TAG : Une étape pas comme les autres

Dimanche 31 mars. 6h00 du matin. M’Hamid, à 100 kilomètres au sud de Zagora. Les Gazelles prenaient le départ pour la première étape marathon, comptant pour les quatrièmes et cinquième étapes. Elles passaient deux jours dans le désert, en solitaire, avec une nuit à la belle étoile, à la recherche de huit balises. Le soleil n’était pas encore levé que déjà les bourrasques de vent incessantes faisaient tournoyer des kilos de sables. La visibilité se limitait à quelques mètres. En dépit de ces conditions climatiques désastreuses, c’est avec un moral au beau fixe que les Gazelles se lançaient à l’assaut des dunes, hautes jusqu’à plus de 20 mètres. Les tempêtes de sable rendaient l’opération périlleuse… Impossible de voir ce qui se trouvait de l’autre côté de la pente. Les organisateurs prenaient alors la décision d’arrêter la course à la première balise. Elle reprendra deux heures plus tard après une accalmie qui ne sera que passagère. Après le vent, c’est au tour de la pluie de prendre le relais.
Pendant deux jours, des trombes d’eau tomberont sans discontinu, remplissant les nombreux oueds. Lundi, 1er avril, vers 13h00, l’équipage 12 déclenche sa balise Sarsat, placée sur le toit du véhicule en cas de danger. Branle-bas de combat au bivouac.
L’hélicoptère arrivera à décoller malgré les conditions climatiques peu clémentes. Plus de peur que de mal. Arrêtées dans un oued, les Gazelles avaient vu leur 4X4 être emporté sur trois mètres par l’eau. Elles s’en sortent avec une bonne frayeur. Deuxième déclenchement d’une balise Sarsat vers le coup de 16h00, cette fois-ci venant de l’équipage 37.
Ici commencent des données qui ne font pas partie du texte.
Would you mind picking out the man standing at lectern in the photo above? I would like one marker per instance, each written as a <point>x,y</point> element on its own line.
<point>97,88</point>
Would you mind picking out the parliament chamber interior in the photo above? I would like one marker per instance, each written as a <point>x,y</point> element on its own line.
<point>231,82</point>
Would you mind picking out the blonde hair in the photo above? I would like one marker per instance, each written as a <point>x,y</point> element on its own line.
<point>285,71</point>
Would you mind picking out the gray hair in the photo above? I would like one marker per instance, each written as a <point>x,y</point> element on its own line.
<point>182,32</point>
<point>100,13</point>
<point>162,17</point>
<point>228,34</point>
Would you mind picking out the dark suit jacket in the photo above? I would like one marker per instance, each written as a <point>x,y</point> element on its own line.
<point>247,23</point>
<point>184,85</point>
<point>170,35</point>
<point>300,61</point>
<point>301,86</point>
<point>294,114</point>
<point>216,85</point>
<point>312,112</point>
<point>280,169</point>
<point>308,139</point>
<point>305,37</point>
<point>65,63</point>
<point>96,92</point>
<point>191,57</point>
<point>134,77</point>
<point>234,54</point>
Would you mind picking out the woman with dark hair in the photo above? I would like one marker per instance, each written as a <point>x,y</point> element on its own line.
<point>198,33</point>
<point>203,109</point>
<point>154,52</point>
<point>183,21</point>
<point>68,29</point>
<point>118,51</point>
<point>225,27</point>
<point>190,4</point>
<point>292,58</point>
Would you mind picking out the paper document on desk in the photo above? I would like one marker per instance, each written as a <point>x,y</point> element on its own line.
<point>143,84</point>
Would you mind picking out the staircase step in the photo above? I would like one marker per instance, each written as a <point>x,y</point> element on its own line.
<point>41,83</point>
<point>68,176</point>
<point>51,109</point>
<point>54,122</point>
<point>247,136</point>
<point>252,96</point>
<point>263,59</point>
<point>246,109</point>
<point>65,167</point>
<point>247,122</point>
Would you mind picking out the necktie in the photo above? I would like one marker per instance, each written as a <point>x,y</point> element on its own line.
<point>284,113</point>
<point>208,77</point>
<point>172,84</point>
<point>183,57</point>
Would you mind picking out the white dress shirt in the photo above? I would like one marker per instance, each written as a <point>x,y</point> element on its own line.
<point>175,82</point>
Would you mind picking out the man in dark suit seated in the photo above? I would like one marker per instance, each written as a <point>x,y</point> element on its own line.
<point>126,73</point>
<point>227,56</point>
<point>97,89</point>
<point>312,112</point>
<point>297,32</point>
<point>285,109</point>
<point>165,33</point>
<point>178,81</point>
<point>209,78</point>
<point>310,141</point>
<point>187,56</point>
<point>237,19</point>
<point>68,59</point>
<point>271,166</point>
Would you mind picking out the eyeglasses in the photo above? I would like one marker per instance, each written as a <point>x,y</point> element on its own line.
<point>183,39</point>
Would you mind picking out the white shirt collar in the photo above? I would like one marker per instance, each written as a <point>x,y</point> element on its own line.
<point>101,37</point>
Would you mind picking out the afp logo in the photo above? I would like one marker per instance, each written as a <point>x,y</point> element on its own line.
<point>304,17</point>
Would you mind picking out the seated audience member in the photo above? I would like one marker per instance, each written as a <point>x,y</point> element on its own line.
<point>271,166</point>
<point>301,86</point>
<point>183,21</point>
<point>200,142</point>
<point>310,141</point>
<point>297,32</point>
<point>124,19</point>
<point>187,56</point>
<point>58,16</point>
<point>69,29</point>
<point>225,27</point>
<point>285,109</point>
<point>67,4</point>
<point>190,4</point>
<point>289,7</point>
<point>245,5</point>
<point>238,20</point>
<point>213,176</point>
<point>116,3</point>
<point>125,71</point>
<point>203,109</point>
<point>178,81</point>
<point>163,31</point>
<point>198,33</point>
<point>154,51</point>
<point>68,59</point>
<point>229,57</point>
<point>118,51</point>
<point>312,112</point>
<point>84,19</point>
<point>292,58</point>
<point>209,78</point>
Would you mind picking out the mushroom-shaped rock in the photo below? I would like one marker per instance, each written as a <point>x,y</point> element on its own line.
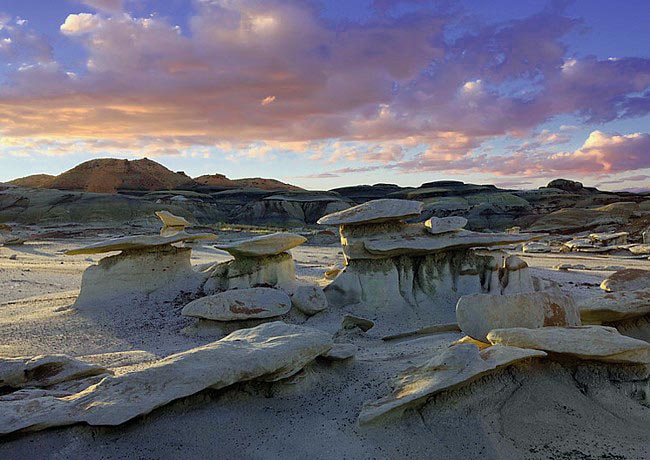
<point>599,343</point>
<point>306,297</point>
<point>631,279</point>
<point>478,314</point>
<point>615,306</point>
<point>437,225</point>
<point>375,211</point>
<point>171,220</point>
<point>240,304</point>
<point>268,352</point>
<point>456,366</point>
<point>44,370</point>
<point>262,246</point>
<point>127,243</point>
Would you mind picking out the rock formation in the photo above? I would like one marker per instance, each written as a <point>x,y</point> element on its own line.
<point>269,352</point>
<point>410,277</point>
<point>148,268</point>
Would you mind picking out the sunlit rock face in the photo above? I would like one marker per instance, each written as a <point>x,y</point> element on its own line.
<point>153,274</point>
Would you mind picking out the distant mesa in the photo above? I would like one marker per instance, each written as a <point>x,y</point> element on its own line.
<point>109,175</point>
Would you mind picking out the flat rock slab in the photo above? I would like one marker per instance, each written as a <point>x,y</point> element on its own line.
<point>171,220</point>
<point>267,245</point>
<point>631,279</point>
<point>139,242</point>
<point>437,225</point>
<point>640,249</point>
<point>599,343</point>
<point>457,366</point>
<point>478,314</point>
<point>396,245</point>
<point>44,370</point>
<point>239,304</point>
<point>375,211</point>
<point>268,352</point>
<point>615,306</point>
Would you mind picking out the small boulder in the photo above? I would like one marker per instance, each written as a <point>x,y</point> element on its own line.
<point>631,279</point>
<point>599,343</point>
<point>478,314</point>
<point>239,304</point>
<point>437,225</point>
<point>308,298</point>
<point>374,211</point>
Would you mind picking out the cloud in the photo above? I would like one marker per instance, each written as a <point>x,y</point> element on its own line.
<point>393,91</point>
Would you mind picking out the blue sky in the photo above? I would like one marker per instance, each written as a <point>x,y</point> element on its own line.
<point>327,94</point>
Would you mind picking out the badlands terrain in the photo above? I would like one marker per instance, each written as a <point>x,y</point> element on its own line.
<point>147,314</point>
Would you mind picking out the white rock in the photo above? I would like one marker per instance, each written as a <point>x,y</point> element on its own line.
<point>535,247</point>
<point>615,306</point>
<point>374,211</point>
<point>640,249</point>
<point>456,366</point>
<point>478,314</point>
<point>630,279</point>
<point>306,297</point>
<point>128,243</point>
<point>44,370</point>
<point>158,272</point>
<point>270,352</point>
<point>598,343</point>
<point>266,245</point>
<point>341,352</point>
<point>437,225</point>
<point>238,304</point>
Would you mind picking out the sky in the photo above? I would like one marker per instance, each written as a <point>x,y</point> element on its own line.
<point>330,93</point>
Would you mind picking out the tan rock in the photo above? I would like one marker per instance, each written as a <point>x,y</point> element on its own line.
<point>239,304</point>
<point>478,314</point>
<point>615,306</point>
<point>44,370</point>
<point>266,245</point>
<point>128,243</point>
<point>599,343</point>
<point>374,211</point>
<point>268,352</point>
<point>455,367</point>
<point>437,225</point>
<point>170,220</point>
<point>630,279</point>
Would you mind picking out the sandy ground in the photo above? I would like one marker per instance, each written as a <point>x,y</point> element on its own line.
<point>535,412</point>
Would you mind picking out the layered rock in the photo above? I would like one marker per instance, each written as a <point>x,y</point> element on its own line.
<point>478,314</point>
<point>599,343</point>
<point>148,268</point>
<point>269,352</point>
<point>457,366</point>
<point>407,276</point>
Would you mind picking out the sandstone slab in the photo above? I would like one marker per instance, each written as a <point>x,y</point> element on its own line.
<point>128,243</point>
<point>268,352</point>
<point>615,306</point>
<point>239,304</point>
<point>267,245</point>
<point>306,297</point>
<point>599,343</point>
<point>630,279</point>
<point>44,370</point>
<point>478,314</point>
<point>375,211</point>
<point>457,366</point>
<point>437,225</point>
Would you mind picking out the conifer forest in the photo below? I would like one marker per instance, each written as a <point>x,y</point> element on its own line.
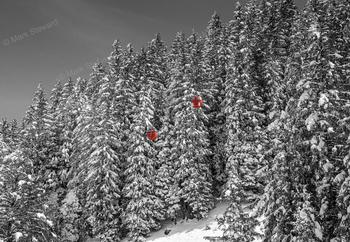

L’équipage a fait un saut entre deux dunes et a atterri assez violemment. Les deux Gazelles se sont alors plaintes d’un mal de dos. Le médecin est arrivé par hélicoptère dans l’heure qui a suivi. Rien de grave. Encore une fois, plus de peur que de mal. Sur ces deux étapes, la solidarité entre les Gazelles a été encore plus présente que d’habitude. Dans la galère, elles se sont toutes serré les coudes pour surmonter les difficultés causées par les mauvaises conditions climatiques. Des difficultés, ils étaient plusieurs à en vivre quelques-unes. «Entre les balises 3 et 4, ça a été le calvaire. Alors que nous étions à 15 kilomètres de la balise 4, on a commencé par recevoir des trombes d’eau. C’est à ce moment-là que Nahid s’est sentie très mal. Intoxication alimentaire… Je voulais atteindre la balise 4 le plus rapidement possible. A ce moment-là, la voiture est tombée dans un trou creusé par les multiples passages des autres véhicules. Notre 4X4 a planté le nez dans le sable. Impossible de la sortir », témoigne Zhor Mechiche-Alami. Malgré tout, les filles gardent le moral et sont prêtes à enchaîner sur la deuxième étape marathon qui commence demain, entre M’Hamid et Nejjak. «C’est comme pour une femme enceinte.
Pendant tout le temps de la grossesse on a hâte que ça se termine et on jure qu’on ne recommencera pas. Une fois l’accouchement passé, c’est tellement merveilleux qu’on a qu’une envie, c’est recommencer», conclut Nahid Rached.